True, but plots are only half the story. I'd be very grateful if they could give me some sample scenes (ideally automatically, so I don't have to go through the trouble of starting them every single time). I mean, how do people even decide whether a movie might be for them without having first inspected a good portion of it?

  • It's weird to me how the first two replies to this comment completely missed the sarcasm.

    Do we need to start using the "/s" tag here like became necessary on reddit? I don't like the thought, but maybe it's a different issue in this case-- more of a non-native-English or on-the-spectrum thing than an inexperienced teenager thing? I hope so.

    • Being English-as-in-UK I often run into situations where my dry/sarcastic humour completely fails to be clear to USians.

      Then again from the UK POV the leftpondians barely count as native English speakers anyway ;)

      7 replies →

    • /s is would be more of an tone indicator for those who struggle to understand word communication portrayed by text.
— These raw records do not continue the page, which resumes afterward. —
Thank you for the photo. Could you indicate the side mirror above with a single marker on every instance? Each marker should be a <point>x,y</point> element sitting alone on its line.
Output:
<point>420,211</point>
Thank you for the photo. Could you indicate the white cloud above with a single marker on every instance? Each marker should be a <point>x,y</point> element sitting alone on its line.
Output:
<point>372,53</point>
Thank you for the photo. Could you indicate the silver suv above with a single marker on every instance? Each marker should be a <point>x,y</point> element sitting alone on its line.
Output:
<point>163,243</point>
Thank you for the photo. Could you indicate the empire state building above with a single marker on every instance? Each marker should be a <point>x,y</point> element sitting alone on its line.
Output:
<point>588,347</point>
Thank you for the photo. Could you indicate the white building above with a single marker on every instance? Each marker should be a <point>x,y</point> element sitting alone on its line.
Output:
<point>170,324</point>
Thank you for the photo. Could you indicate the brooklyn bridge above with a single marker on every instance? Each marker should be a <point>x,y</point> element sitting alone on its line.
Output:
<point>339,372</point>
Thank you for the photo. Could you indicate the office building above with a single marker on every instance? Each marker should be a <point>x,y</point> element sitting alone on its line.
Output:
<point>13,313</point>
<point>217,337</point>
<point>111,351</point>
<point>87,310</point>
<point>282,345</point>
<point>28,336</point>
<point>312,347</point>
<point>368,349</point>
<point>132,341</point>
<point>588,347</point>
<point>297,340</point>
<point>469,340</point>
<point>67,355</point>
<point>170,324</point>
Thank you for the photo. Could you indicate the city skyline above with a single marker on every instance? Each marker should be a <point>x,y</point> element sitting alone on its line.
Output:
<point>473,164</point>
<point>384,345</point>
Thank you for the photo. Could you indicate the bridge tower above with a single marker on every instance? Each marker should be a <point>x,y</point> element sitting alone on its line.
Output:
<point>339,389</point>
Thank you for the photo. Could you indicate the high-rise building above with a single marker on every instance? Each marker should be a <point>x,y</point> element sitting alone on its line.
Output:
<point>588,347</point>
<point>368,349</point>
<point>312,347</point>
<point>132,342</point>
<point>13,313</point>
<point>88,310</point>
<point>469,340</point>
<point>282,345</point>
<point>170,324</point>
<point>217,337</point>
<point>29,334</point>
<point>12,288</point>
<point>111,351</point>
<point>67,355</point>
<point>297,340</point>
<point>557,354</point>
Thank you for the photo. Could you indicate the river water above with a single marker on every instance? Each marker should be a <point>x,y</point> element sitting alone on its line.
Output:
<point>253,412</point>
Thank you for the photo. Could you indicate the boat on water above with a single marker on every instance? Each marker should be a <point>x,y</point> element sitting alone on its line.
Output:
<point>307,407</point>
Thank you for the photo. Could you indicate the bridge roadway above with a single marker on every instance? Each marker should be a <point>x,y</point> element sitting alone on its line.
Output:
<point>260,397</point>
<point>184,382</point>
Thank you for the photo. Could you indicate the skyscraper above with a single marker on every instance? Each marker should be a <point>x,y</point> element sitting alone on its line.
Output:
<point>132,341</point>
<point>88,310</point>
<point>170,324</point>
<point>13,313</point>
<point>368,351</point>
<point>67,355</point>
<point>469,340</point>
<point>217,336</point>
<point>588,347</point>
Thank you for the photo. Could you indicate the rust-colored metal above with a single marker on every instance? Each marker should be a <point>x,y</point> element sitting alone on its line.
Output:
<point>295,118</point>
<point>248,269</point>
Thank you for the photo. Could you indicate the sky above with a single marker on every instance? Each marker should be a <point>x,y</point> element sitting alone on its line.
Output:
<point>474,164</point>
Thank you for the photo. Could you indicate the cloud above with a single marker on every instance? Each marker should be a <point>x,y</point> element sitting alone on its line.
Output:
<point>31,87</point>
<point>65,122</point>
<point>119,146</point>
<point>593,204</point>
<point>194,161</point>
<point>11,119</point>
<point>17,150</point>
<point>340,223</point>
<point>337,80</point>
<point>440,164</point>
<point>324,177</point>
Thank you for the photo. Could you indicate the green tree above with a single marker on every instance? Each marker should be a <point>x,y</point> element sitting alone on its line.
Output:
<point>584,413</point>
      In this case understanding the context of being sarcasm. It's annoying as you now have messages ending in /hj /lh.

      Discord especially where the audience is young; but as we now cater to a world audience of those with disabilities and those without where do you tow the line?

      https://en.m.wikipedia.org/wiki/Tone_indicator

    • > It's weird to me how [...]

      Counterpoint, it's weird to me to be surprised to encounter a problem when you knowingly avoid preventing that problem.

  • > I mean, how do people even decide whether a movie might be for them without having first inspected a good portion of it?

    You can read review of journalists you usually agree with, ask for advice from your friends, check if you liked other movies from the same filmmaker, check if the movie has been displayed in your favorite movie theater or in the movie theater you dislike (but okay, won't work for netflix movies).

  • > I mean, how do people even decide whether a movie might be for them without having first inspected a good portion of it?

    You’re describing watching the movie. Which is what most people do. If the movie is terrible then you just stop watching it, or if you finish it you can then decide if you liked it or not.

  • That's where piracy shines. You can scrub freely. You can watch 2 seasons in an afternoon just skimming.

    You can award the content exactly as much time as it deserves according to you.

I just wish they wouldn‘t so disproportionally often drift off into extreme sillyness (That, I can take.) or extreme brutality and gore (That, I find revolting. When did showing so much splatter on a regular basis start being considered good film making outside of the occasional Tarantino?).